Experimental program
Comparison scheme
Effect test

Embodiment 1

[0029]

[0030] Weigh 400g of sulfobutyl-β-cyclodextrin and place it in a preparation tank, add 15L of water for injection cold to below 20°C, stir to dissolve; then add the active ingredient S-pantoprazole sodium to it, stir for 15~ After 20 minutes, add water for injection below 20°C to 20L, and stir for 5 minutes. Using 0.22μm polyethersulfone material filter element to sterilize and filter, divide the liquid medicine into cillin bottles, half-filled with rubber stoppers, 2ml per bottle, and freeze-dry it.

Embodiment 2

[0032]

[0033] Weigh 800g glucosyl-β-cyclodextrin and place it in a preparation tank, add 15L of water for injection cold to below 20°C, stir to dissolve; then add the active ingredient S-pantoprazole sodium to it, and stir for 15~ After 20 minutes, add water for injection below 20°C to 20L, and stir for 5 minutes.

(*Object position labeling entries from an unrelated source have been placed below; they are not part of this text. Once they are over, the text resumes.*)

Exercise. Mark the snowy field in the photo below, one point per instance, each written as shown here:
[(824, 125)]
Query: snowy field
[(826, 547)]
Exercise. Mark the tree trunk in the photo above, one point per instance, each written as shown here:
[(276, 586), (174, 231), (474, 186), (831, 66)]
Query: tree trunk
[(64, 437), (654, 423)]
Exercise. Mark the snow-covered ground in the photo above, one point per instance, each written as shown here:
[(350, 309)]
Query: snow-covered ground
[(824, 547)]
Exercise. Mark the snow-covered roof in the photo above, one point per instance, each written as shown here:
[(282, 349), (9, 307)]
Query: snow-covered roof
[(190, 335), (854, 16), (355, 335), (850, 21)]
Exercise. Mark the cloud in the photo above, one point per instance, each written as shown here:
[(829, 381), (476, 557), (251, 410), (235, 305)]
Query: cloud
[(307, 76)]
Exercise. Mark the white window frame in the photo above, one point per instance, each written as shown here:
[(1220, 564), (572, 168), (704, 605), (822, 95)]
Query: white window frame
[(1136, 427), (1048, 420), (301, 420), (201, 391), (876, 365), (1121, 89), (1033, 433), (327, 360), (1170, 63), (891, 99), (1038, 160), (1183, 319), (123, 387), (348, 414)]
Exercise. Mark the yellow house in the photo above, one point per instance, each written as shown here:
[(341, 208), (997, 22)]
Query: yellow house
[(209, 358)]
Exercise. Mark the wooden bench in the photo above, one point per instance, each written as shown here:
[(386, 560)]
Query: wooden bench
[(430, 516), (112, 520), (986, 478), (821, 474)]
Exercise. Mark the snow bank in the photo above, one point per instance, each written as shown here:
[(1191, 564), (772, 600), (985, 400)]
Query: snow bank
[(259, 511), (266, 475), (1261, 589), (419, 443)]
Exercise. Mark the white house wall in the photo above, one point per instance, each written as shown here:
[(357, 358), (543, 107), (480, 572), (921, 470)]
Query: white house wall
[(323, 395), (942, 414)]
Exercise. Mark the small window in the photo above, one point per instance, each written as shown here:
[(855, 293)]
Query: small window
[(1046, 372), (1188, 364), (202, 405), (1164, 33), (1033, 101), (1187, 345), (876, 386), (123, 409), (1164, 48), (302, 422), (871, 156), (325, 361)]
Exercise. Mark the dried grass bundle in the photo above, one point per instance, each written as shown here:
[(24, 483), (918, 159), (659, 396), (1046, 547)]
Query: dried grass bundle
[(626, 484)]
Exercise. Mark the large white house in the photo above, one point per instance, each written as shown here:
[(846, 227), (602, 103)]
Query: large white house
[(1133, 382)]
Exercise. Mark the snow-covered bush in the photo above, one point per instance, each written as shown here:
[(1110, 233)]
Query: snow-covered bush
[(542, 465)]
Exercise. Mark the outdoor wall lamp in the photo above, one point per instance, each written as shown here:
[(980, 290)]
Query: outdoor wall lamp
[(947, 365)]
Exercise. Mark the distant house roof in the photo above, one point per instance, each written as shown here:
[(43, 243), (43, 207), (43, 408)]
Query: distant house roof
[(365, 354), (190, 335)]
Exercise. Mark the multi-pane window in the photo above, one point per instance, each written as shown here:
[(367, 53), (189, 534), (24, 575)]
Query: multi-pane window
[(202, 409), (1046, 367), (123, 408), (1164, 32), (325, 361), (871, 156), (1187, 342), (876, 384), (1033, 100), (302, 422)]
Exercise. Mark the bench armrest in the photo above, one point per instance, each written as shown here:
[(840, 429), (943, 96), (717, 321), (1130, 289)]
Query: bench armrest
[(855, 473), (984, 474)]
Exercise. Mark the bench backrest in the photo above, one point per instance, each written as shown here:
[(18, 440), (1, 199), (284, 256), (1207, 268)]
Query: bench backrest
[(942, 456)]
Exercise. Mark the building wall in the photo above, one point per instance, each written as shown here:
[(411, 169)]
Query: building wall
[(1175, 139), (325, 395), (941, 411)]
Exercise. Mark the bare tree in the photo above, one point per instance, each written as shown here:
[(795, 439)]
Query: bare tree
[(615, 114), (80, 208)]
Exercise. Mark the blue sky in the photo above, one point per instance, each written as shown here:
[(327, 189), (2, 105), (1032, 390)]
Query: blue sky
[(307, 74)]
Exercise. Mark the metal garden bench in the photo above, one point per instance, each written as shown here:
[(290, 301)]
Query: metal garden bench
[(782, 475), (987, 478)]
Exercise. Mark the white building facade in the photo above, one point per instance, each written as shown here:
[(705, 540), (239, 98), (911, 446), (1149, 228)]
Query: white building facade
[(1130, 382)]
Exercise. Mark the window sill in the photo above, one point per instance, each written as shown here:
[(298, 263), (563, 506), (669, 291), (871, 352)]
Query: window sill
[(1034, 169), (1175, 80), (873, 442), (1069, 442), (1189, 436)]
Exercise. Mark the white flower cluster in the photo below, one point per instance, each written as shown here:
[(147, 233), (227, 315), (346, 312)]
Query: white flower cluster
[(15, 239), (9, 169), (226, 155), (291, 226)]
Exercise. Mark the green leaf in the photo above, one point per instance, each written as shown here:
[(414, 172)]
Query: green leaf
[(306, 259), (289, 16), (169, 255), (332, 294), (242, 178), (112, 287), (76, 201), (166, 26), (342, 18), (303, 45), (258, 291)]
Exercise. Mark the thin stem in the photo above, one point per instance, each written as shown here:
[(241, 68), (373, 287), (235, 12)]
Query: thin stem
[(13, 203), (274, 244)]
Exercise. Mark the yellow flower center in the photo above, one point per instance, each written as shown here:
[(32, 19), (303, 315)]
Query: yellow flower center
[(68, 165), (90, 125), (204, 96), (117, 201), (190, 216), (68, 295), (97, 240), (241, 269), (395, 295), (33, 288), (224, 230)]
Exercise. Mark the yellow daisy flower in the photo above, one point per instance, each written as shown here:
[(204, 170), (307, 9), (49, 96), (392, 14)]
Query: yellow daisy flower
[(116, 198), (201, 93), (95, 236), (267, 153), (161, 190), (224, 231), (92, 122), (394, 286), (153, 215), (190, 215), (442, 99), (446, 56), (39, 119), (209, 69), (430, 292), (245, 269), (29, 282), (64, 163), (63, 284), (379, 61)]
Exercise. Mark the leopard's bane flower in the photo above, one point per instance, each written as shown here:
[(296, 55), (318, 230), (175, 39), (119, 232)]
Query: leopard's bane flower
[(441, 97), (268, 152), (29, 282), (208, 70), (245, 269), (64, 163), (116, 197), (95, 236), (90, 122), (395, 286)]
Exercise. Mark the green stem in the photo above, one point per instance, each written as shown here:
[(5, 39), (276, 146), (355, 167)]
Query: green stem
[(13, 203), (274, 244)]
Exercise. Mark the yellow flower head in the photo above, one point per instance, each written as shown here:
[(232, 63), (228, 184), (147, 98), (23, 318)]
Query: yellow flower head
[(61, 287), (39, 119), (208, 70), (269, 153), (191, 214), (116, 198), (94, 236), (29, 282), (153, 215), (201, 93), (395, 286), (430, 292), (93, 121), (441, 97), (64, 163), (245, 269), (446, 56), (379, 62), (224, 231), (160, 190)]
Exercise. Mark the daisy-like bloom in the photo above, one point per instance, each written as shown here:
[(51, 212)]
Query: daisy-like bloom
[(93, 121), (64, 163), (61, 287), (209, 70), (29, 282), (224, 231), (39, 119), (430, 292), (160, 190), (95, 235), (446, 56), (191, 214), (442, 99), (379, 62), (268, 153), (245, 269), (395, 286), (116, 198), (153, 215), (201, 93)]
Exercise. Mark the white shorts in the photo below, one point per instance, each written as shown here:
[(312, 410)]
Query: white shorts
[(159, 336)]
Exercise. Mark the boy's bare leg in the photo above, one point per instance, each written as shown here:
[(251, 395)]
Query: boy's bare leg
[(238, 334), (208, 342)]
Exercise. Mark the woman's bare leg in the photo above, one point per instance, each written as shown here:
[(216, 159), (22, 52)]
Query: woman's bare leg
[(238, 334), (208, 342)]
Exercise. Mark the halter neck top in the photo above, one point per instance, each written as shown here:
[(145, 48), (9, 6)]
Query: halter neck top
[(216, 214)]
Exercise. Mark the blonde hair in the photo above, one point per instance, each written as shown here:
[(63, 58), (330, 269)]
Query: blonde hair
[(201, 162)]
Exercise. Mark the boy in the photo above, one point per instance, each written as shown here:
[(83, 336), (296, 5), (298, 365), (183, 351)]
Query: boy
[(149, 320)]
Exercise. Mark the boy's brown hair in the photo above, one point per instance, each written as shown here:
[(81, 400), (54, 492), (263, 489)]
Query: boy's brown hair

Using 0.22μm polyethersulfone material filter element to sterilize and filter, divide the liquid medicine into cillin bottles, half-filled with rubber stoppers, 2ml per bottle, and freeze-dry it.

Embodiment 3

[0035]

[0036]

[0037] Weigh 1200g of hydroxypropyl-β-cyclodextrin and place it in a preparation tank, add 15L of water for injection cold to below 20°C, stir to dissolve; then add the active ingredient S-pantoprazole sodium to it, and stir for 15~ After 20 minutes, add water for injection below 20°C to 20L, and stir for 5 minutes. Using 0.22μm polyethersulfone material filter element to sterilize and filter, divide the liquid medicine into cillin bottles, half-filled with rubber stoppers, 2ml per bottle, and freeze-dry it.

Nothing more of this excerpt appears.